When the size of the company does not justify it, the internal controller can assume this risk management function.
This function is not provided for in the Act. In the absence of precision, this function could be entrusted to a manager who has no operational functions, with the exception of the internal auditor. If the function were to be entrusted to the internal auditor, given his size and skills, his role would be that of coordinator, facilitator, trainer... but under no circumstances should he assess risks in place of operational managers.
2.3 The compliance officer
In certain regulated sectors (banking, insurance, microfinance, etc.), the compliance officer continuously ensures that operations and procedures comply with the laws and regulations in force (and not with procedures within the company). These actions are carried out on an ongoing basis before transactions are authorized or settled (for example, checking that a customer or supplier is not subject to sanctions in the banking sector).
3. The third line: internal audit
As mentioned above, internal audit is the third line of responsibility, assessing the effectiveness of internal control and risk management systems, and providing assistance in achieving the company's objectives.

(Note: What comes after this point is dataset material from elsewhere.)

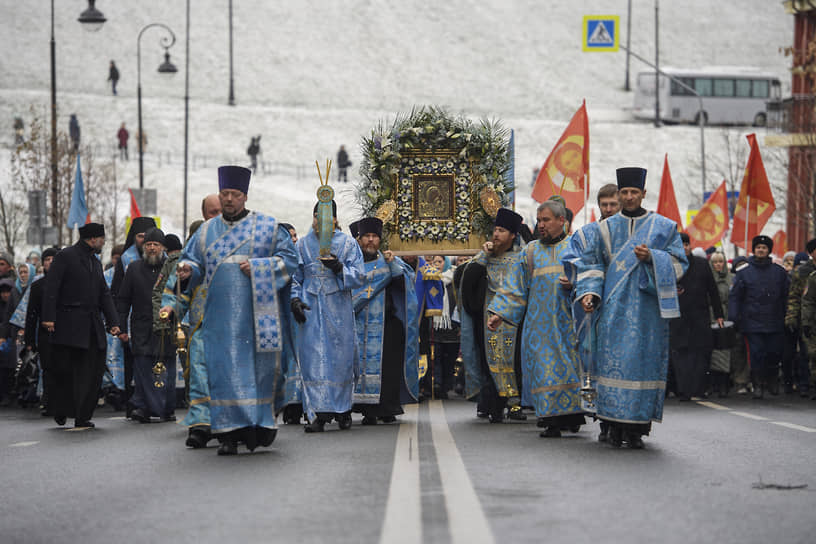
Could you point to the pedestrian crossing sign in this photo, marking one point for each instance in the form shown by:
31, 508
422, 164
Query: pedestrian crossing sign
601, 32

Internal audit plans its assignments on the basis of a risk-based approach, and must provide assurance that objectives are being met.
This function is provided for in the law. However, the Act does not specify how it is to be attached, in order to guarantee the necessary independence of this function; nor does it specify the interactions between internal audit and other control bodies (internal control, external control).
The law specifies that the entity must put in place an ‘internal audit policy’ to assess the proper control of risks. We believe that the term ’internal audit policy‘ is not very appropriate.
Instead, we propose a ‘risk management and internal control policy’. Internal audit is a function for which the roles and responsibilities are clearly defined in the international auditing standards issued by the IIA.
The organization must draw up an internal audit charter, which must be signed by the Chairman of the Board of Directors. The charter specifies, among other things, the function and scope of the internal auditor's missions.
4. External insurance providers
These include statutory auditors and government audit bodies (Cour des Comptes, Inspection Générale d'Etat, etc.).
The law requires the statutory auditor to draw up a report on corporate governance. However, the content and form of this report are not specified.
Conclusion
The provisions contained in the law are not yet very explicit, in the absence of decrees, circulars, etc. clarifying the understanding of certain terms and the operating principles of governance bodies. In any case, the benchmarks and best practices observed internationally should help to kick-start the implementation of this important governance and risk management mechanism.
The IIA's three-line model should help clarify the roles and responsibilities of the various players involved in governance, risk management and internal control.